Une contestation qui prend de l’ampleur

Depuis plus de trois mois maintenant, les universités sont entrées en résistance face au gouvernement pour s’opposer à cette loi mortifère pour l’enseignement supérieur. Montpellier et Toulouse en tête, ce sont aujourd’hui plus de 20 facs qui sont mobilisées dans toute la France, dont la moitié sont bloquées. C’est un mouvement massif auquel se rajoute la colère du personnel et des enseignants. En effet, à Lille ils ont été des dizaines à faire grève lundi 9 avril, journée marquant le début des examens.
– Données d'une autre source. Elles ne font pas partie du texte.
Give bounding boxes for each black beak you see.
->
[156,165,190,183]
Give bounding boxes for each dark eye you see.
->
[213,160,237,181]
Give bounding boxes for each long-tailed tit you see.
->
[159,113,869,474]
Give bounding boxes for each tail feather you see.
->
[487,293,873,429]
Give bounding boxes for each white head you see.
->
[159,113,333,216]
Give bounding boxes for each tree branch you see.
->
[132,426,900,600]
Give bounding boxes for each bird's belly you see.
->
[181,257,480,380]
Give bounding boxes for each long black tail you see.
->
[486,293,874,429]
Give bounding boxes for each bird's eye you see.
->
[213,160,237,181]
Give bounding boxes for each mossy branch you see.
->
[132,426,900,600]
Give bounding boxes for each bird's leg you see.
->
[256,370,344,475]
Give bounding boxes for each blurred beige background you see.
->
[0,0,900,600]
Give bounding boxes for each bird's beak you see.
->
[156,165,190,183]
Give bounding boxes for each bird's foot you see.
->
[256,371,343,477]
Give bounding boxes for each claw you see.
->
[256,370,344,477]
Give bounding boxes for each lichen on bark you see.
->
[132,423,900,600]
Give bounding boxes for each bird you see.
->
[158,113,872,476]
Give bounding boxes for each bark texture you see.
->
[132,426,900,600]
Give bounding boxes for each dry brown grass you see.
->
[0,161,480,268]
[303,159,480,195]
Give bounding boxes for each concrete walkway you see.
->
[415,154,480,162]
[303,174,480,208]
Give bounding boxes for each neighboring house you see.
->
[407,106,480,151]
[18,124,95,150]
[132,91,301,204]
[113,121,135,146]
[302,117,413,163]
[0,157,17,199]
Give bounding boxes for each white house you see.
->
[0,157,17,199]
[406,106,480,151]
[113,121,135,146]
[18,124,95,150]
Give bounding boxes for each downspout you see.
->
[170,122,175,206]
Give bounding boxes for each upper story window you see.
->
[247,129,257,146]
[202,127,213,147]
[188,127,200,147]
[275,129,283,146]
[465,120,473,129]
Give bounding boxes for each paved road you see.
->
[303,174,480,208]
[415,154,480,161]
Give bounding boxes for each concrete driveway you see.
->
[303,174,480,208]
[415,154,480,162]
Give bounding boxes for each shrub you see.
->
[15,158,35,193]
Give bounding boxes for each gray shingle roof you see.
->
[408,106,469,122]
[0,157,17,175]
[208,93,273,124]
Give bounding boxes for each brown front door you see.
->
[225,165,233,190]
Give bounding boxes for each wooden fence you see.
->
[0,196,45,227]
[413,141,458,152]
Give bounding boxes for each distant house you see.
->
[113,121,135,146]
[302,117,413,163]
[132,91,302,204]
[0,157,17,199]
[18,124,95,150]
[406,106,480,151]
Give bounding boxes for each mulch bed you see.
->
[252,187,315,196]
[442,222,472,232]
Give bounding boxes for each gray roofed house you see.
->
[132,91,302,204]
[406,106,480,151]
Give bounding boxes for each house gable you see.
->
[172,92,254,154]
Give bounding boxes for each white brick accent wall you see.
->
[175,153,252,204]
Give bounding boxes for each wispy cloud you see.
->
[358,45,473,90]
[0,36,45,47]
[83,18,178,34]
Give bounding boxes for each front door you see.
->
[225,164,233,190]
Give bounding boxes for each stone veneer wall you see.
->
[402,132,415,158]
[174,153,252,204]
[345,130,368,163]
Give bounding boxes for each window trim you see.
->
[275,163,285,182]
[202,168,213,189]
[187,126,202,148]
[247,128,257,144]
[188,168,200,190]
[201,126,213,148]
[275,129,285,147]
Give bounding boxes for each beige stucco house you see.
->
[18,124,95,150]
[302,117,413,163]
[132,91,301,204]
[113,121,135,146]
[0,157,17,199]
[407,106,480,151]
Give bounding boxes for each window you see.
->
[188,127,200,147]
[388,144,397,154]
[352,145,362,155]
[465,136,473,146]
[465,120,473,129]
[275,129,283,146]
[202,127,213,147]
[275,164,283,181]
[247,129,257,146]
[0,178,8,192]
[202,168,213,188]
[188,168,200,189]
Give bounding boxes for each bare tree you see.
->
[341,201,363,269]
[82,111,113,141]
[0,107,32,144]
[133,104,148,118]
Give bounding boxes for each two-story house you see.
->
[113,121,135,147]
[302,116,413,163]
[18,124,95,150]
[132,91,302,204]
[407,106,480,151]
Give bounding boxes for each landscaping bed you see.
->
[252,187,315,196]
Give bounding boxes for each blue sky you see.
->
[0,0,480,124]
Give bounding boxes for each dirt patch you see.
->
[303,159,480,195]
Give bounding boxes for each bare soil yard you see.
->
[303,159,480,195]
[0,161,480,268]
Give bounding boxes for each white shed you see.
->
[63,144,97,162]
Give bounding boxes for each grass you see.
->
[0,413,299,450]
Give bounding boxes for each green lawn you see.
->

Des violences injustifiables

La mobilisation étudiante, parce qu’elle est importante, voit naître face à elle deux types de violences. La première, qui se banalise dans l’enceinte même des universités, est celle commise par les forces de l’ordre. Ainsi, le lundi 9 avril, les étudiants de Nanterre ont été délogés lors de leur assemblée générale. Trois d’entre eux, dont un responsable syndical, ont été arrêtés, menottés et ont passé la nuit en garde à vue. Ce même type d’intervention avait déjà eu lieu à Bordeaux, Strasbourg ou encore Grenoble. Le deuxième type de violence concerne les groupuscules fascistes qui s’assument, s’arment et frappent les étudiants. Ce fut le cas notamment à Lille, Strasbourg ou encore Montpellier où des étudiants, avec la complicité du doyen de la fac de droit, ont été blessés par des personnes cagoulées, parmi lesquelles certains auraient reconnu des professeurs.

Le cas de Perpignan

Dans ce contexte, l’UPVD, rarement mobilisée, voit ses étudiants s’organiser, dans un premier temps en soutien aux victimes de violence des autres facs, et aujourd’hui contre la sélection. En assemblée générale le mercredi 11 avril, il a été décidé d’un rassemblement à l’université, côté avenue d’Espagne, à 11h, à l’occasion de la venue de Frédérique Vidal, ministre de l’enseignement supérieur, à Perpignan.